Il salotto
Volendo riassumerla in una frase, si potrebbe dire che
la storia della vita privata è la storia dell'agio conquistato con lentezza.
Fino al diciottesimo secolo, l'idea di stare comodi a casa propria era così
sconosciuta che non esisteva nemmeno una parola per descriverla. II termine comfortable
significava semplicemente « capace di essere consolato ». Il conforto era
qualcosa che si offriva a chi era ferito o angosciato. II primo a usare la
parola nel senso moderno fu lo scrittore Horace Walpole, che nel 1770, in una lettera a un
amico, osservava che una certa Mrs White lo accudiva nel migliore dei modi
facendolo sentire « il più comodo possibile ». All'inizio del diciannovesimo
secolo tutti parlavano di case comode o vite comode, ma prima dell'epoca di
Walpole non lo faceva nessuno.
Il locale di casa che incarna meglio di
qualsiasi altro lo spirito (se non la realtà) della comodità è la stanza dal
nome strano in cui ci troviamo ora, la drawing
room (il salotto). II termine è un'abbreviazione dell'antico withdrawing room, che
indicava uno spazio in cui la famiglia si poteva « ritirare » isolandosi dagli
altri abitanti della casa, e non è mai realmente entrato nell'inglese parlato.

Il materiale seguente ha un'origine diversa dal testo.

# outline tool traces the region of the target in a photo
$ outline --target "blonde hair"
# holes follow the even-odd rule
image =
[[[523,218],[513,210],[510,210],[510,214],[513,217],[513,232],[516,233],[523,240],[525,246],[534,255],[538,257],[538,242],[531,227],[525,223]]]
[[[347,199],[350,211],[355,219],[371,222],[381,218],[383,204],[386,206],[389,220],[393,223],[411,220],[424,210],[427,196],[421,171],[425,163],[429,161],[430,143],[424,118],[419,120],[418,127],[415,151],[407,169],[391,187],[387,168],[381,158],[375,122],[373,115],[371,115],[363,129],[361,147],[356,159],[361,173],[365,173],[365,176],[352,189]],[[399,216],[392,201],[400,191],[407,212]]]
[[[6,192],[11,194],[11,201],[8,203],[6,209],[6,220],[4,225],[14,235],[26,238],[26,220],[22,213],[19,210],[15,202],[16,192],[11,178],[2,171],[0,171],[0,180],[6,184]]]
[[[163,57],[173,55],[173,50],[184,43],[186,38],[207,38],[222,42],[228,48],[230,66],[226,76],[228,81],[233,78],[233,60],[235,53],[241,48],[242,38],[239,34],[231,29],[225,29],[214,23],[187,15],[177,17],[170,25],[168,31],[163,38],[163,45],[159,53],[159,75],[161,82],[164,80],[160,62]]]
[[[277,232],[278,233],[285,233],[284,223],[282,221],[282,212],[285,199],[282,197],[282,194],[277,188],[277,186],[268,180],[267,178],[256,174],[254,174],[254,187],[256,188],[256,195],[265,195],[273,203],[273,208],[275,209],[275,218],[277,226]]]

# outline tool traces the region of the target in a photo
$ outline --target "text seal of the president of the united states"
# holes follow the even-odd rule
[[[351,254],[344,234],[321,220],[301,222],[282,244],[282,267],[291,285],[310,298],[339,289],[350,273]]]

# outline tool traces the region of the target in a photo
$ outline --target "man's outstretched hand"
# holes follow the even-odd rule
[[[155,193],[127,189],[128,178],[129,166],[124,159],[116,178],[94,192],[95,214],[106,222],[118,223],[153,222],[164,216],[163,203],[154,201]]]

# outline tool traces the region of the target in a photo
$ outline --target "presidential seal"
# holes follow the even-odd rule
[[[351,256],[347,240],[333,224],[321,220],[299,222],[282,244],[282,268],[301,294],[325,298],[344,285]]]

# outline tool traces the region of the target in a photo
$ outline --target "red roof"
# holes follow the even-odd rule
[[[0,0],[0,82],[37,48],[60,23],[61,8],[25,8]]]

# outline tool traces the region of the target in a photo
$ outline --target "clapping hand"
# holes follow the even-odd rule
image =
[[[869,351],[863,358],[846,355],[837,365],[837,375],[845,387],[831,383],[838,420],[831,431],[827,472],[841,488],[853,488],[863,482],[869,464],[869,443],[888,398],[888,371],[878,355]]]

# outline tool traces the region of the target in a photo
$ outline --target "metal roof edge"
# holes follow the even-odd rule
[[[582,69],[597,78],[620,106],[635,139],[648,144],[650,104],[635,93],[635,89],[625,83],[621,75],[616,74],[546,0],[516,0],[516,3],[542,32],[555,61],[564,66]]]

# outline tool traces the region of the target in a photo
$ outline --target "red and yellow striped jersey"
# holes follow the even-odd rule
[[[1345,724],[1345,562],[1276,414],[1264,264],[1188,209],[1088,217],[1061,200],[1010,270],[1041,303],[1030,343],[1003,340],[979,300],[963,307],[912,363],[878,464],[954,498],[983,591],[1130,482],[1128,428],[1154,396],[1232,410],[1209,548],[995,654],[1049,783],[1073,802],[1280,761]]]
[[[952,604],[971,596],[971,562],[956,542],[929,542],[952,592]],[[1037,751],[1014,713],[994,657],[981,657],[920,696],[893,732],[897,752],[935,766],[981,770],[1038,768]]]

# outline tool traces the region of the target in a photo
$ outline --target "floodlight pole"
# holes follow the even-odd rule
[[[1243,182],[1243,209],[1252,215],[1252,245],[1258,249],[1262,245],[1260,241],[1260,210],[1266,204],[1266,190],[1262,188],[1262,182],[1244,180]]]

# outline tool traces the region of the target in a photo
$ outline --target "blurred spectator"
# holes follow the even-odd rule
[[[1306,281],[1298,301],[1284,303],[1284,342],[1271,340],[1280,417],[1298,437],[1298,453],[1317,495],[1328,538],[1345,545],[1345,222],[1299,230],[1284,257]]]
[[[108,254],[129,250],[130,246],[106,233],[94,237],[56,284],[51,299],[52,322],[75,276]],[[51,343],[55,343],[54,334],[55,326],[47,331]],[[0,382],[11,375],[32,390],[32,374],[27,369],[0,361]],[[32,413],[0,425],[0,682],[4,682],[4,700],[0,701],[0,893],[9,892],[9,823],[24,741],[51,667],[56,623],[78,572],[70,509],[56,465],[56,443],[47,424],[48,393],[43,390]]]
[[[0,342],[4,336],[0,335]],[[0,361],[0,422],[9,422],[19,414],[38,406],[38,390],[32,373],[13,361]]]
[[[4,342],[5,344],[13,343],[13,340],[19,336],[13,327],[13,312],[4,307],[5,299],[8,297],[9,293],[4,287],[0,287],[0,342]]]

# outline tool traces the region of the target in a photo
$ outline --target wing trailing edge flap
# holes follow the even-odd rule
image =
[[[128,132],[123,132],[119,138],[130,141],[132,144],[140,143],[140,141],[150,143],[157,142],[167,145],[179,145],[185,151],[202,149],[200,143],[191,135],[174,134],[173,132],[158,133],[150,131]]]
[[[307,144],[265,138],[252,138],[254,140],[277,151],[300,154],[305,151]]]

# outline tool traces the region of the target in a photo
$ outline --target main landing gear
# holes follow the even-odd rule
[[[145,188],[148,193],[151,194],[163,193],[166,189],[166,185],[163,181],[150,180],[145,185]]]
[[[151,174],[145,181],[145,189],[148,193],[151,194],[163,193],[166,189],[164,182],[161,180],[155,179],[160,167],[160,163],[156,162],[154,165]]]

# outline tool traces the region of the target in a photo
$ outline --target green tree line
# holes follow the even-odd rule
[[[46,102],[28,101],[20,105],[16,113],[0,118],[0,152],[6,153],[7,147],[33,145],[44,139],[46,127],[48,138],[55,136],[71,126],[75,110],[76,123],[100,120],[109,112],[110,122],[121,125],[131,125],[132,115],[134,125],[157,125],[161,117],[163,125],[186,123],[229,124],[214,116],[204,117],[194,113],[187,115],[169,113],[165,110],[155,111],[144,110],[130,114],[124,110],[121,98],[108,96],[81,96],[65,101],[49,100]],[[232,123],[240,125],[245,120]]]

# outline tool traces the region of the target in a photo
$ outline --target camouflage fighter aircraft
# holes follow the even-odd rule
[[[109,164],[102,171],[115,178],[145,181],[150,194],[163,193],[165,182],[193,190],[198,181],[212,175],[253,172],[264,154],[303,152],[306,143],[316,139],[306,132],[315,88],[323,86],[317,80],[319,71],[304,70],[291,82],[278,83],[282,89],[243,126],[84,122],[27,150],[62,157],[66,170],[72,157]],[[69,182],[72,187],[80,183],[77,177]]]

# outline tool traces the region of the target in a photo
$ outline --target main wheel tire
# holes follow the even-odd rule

Per un certo periodo, nel diciassettesimo e diciottesimo secolo, negli ambienti
più raffinati, subì la concorrenza del francese salon, a volte anglicizzato in saloon,
ma con l'andare del tempo entrambi i termini vennero gradualmente associati
a spazi non domestici e saloon passò a indicare prima un locale pubblico in un
albergo o in una nave, poi un luogo in cui si serve da: bere e alla fine,
inaspettatamente, un tipo di automobile. Salon,
dal canto suo, venne indissolubilmente associato alle creazioni artistiche
e per finire, a partire dagli anni Dieci, ai parrucchieri e agli istituti di
bellezza. Parlour, il termine a lungo prediletto dagli americani per
indicare il locale principale della casa, ha un sentore di frontiera ottocentesca,
ma in realtà è il più antico di tutti. [...]
(Bill Bryson, Breve storia della vita privata, Parma : Guanda, 2011, p. 147)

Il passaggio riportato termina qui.